The Most and Least Valuable

         There are a couple of movies shown this semester that I feel were very valuable to me in the context of the history of the cinema. The most valuable I think were Birth of a Nation and Citizen Kane. However, Closely Watched Trains and Un chien andalou were the least valuable in this context.

         D. W. Griffith’s 1915 Birth of a Nation was not a film that I enjoyed at all. I do feel like it should be recognized for its importance to cinema. It was one of the first films ever. It was also a groundbreaking, if controversial movie. It was possible one of Hollywood’s first epics, running at nearly three hours long. Some of the camera techniques used, while not as awe-inspiring today, were first being used in this film.

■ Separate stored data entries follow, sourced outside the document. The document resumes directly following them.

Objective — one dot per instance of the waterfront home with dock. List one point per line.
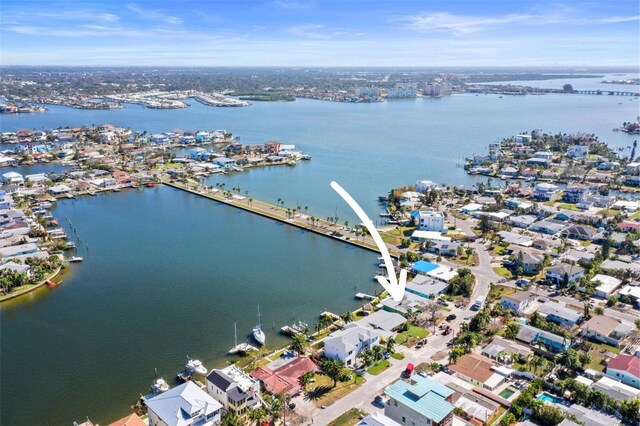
(234, 389)
(184, 405)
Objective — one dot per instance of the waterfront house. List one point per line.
(605, 285)
(625, 368)
(545, 191)
(384, 321)
(535, 336)
(377, 419)
(184, 405)
(13, 178)
(575, 193)
(347, 344)
(426, 287)
(59, 190)
(425, 185)
(632, 292)
(555, 312)
(577, 151)
(234, 389)
(616, 389)
(480, 371)
(19, 250)
(578, 232)
(609, 330)
(509, 171)
(428, 220)
(224, 162)
(556, 274)
(444, 248)
(518, 302)
(522, 221)
(285, 379)
(421, 401)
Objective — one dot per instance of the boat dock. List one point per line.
(319, 226)
(361, 296)
(242, 348)
(295, 328)
(330, 315)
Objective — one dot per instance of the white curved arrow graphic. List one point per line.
(394, 286)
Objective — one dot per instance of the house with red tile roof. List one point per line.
(286, 378)
(625, 368)
(130, 420)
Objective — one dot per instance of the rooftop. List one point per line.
(422, 395)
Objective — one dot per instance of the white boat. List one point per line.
(258, 334)
(195, 366)
(159, 386)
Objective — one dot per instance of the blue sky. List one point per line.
(320, 33)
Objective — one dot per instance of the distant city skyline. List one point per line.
(320, 33)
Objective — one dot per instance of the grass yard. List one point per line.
(498, 291)
(322, 392)
(349, 418)
(503, 272)
(412, 335)
(379, 367)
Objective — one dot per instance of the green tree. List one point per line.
(230, 418)
(299, 343)
(332, 368)
(584, 358)
(513, 328)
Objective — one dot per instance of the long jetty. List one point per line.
(270, 211)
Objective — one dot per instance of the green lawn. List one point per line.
(349, 418)
(413, 334)
(379, 367)
(503, 272)
(498, 291)
(322, 392)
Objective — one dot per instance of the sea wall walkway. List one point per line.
(302, 221)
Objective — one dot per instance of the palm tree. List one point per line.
(348, 317)
(299, 343)
(259, 415)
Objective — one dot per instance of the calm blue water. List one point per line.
(166, 273)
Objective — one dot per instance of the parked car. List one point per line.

Birth of a Nation may have had an unpopular viewpoint of the Civil War but its importance should not be ignored.

         Another important film shown in class was Orson Welles’s 1941 Citizen Kane. There is a reason this movie is still highly regarded as a classic story today, even if it wan not that popular on its initial release. Like Birth of a Nation, this movie used several new and innovative camera methods. One famous shot was the one in which the camera goes over a sign, to the top of the roof, and down through the window to show the conversation happening below. This all seemed to happen in one take.

         UnlikeBirth of a Nation, Citizen Kane also had a well-done story going for it as well. Charles Foster Kane, thrust into a world he wanted no part of, dies. A reporter is sent out to discover the meaning of his last word: “Rosebud.” What follows are several accounts of the kind of man Kane was turning out to be, as people who used to be close to him do not have a high opinion anymore. What “Rosebud” turns out to be can be interpreted to mean a variety of things that is left open for the viewer to decide.

         I should probably also mention that Closely Watched Trains is not a film I felt had any value in regards to the history of cinema. It was not enjoyable, and cinematically had nothing new or inventive to showcase. The story itself was slow moving with nothing really happening in the course of the movie. I do not feel as though the movie was very important at all and could have done without watching it.

         Another film that is not cinematically valuable, even though it was entertaining, was not really a film. Un chien andalou (An Andalusian Dog) (1929), directed by Luis Buñuel and designed by Salvador Dali, is nothing but bizarre shock value thrown onto the screen and has not a shred of importance. Although I still feel it should be shown for history’s sake, I do not think it had much influence on the film world.